Robert Thompson
- Born: Robert Thompson 11 January 1869 Muckamore, Ireland
- Died: 5 February 1952 (aged 83) County Antrim, Northern Ireland
- School: King William's College, Isle of Man Cheltenham College
- University: Pembroke College, Cambridge

Rugby union career

Senior career
- Years: Team / Apps / (Points)
- Cambridge University R.U.F.C.

International career
- Years: Team / Apps / (Points)
- 1891: British Isles XV / 3 / (0)
- Allegiance: United Kingdom
- Branch: British Army
- Rank: Captain
- Unit: Royal Irish Regiment
- Conflicts: World War I

= Robert Thompson (rugby, born 1869) =

GB Lions international rugby union player (1869–1952)
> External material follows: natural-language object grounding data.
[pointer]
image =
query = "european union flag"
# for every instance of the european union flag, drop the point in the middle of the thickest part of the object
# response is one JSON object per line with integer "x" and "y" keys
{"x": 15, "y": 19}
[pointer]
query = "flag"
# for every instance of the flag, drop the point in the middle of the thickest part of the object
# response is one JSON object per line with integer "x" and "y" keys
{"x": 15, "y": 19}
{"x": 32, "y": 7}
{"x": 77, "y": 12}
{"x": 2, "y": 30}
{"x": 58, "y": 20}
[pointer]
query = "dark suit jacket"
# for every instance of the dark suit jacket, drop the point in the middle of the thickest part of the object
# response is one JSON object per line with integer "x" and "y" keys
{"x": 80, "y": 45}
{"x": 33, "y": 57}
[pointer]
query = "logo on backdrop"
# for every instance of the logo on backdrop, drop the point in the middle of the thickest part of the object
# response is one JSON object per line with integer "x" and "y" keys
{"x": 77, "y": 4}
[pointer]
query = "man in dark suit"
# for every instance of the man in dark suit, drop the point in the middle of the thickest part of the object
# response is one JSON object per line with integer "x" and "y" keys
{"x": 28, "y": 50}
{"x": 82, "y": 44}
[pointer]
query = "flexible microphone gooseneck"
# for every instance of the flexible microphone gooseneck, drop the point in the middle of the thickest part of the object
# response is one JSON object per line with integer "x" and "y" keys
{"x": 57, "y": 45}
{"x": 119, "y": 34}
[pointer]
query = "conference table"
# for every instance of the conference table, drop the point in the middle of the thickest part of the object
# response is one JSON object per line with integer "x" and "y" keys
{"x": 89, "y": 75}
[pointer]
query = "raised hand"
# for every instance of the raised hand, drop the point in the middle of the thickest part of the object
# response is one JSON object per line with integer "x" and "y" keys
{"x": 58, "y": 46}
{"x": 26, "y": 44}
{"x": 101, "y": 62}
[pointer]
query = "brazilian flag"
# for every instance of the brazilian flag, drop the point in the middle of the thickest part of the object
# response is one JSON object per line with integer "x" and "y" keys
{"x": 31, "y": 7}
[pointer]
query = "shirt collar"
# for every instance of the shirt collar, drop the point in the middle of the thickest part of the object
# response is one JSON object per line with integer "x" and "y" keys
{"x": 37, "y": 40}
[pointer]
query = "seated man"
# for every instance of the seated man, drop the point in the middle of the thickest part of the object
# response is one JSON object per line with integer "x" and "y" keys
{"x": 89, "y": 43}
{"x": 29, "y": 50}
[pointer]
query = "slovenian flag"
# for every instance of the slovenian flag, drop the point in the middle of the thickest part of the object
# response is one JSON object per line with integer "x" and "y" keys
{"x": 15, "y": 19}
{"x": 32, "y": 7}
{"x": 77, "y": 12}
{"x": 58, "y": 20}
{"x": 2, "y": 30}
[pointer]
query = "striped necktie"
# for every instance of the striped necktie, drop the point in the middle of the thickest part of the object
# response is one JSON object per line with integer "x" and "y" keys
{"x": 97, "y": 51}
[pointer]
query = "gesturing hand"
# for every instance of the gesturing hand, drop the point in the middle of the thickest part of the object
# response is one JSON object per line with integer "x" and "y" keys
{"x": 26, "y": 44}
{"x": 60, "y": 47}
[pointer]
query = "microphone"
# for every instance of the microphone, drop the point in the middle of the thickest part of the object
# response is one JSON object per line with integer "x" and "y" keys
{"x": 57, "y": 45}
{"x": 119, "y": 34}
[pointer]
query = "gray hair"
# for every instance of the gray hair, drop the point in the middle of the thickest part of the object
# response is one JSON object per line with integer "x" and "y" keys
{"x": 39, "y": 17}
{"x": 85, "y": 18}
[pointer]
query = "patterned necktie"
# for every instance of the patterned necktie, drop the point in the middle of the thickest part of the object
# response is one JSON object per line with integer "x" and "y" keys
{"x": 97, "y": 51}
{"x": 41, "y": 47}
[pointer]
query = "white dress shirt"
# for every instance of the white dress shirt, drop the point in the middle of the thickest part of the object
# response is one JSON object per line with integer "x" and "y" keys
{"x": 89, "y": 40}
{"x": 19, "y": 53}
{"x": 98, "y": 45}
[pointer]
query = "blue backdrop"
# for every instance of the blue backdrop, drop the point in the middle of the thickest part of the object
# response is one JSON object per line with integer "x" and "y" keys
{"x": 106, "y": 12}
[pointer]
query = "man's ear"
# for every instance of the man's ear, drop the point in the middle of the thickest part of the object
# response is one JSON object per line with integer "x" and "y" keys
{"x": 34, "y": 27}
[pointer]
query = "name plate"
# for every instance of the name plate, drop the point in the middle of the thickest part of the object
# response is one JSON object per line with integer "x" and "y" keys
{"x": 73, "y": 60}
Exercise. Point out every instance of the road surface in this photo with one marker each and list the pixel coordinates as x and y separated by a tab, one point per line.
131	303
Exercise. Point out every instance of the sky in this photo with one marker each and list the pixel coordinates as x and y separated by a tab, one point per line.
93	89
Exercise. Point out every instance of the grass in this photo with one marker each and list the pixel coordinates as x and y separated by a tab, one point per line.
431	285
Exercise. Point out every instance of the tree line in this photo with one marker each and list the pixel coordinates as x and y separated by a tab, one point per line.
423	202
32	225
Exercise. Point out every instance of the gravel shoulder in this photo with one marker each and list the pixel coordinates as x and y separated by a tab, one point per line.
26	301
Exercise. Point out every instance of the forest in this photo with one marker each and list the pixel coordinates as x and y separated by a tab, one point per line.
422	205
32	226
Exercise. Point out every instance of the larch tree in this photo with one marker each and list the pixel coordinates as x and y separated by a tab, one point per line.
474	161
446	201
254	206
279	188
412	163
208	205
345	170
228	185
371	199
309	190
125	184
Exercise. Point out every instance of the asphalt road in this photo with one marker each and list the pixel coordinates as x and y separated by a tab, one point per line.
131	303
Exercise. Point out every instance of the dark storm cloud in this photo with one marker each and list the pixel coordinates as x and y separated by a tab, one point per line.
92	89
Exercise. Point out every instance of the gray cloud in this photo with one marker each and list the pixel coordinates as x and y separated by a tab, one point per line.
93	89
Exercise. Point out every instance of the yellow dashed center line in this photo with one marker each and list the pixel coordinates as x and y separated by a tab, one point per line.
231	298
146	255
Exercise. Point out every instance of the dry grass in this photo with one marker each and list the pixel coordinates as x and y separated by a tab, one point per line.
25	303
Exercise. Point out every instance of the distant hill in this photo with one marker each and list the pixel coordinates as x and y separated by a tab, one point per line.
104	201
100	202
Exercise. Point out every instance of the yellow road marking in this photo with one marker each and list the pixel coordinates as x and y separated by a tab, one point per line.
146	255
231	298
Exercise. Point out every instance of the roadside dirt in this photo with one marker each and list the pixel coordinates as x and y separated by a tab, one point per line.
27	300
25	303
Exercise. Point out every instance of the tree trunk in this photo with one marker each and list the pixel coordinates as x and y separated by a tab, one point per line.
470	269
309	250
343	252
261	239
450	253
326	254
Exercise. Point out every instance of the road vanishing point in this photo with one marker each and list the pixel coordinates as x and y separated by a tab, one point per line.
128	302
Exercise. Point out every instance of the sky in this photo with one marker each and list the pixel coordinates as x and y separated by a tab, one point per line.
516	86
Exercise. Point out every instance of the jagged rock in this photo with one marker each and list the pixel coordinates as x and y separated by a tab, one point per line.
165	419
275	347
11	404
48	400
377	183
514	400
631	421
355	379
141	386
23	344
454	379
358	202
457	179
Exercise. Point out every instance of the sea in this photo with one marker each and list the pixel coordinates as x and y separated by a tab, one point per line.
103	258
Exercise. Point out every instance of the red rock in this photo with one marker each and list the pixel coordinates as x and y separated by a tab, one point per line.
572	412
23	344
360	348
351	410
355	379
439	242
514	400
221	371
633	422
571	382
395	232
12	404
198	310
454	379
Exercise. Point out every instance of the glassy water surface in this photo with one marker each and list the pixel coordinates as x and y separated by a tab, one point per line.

Robert Thompson (11 January 1869 – 5 February 1952) was an Irish rugby union forward who was a member of the British Isles XV that toured South Africa in 1891. Thompson fought for the British Army during the World War as a captain in the Royal Irish Regiment

==Personal history==
Thompson was born at Muckamore Abbey, Muckamore in County Antrim, to Samuel Thompson, who was originally from Cheltenham. Thompson was educated King William's College on the Isle of Man and, later, at Cheltenham College; he was later accepted into Pembroke College, Cambridge in 1888. Thompson gained his Bachelor of Arts in 1891. He married Margaretta Louise Trench on 24 January 1911. During the First World War he became a captain in the 11th Royal Irish Regiment and was Mentioned in Despatches. Thompson became a Justice of the Peace in County Antrim, and died in 1952.

==Rugby career==
Thompson came to note as a rugby player when he represented Cambridge University, gaining a sporting 'Blue' in The Varsity Match of 1890. After completing his university education he was invited to join the British Isles team on its tour of South Africa. Thompson was a constant member of the British Isles team, missing just a single game of the tour. He played in 16 of the 17 regional teams scoring seven tries in these encounters, his best result being two tries in the victory over Eastern Province on 28 July. Thompson played in all three Tests against the South African team, all of which the British team won.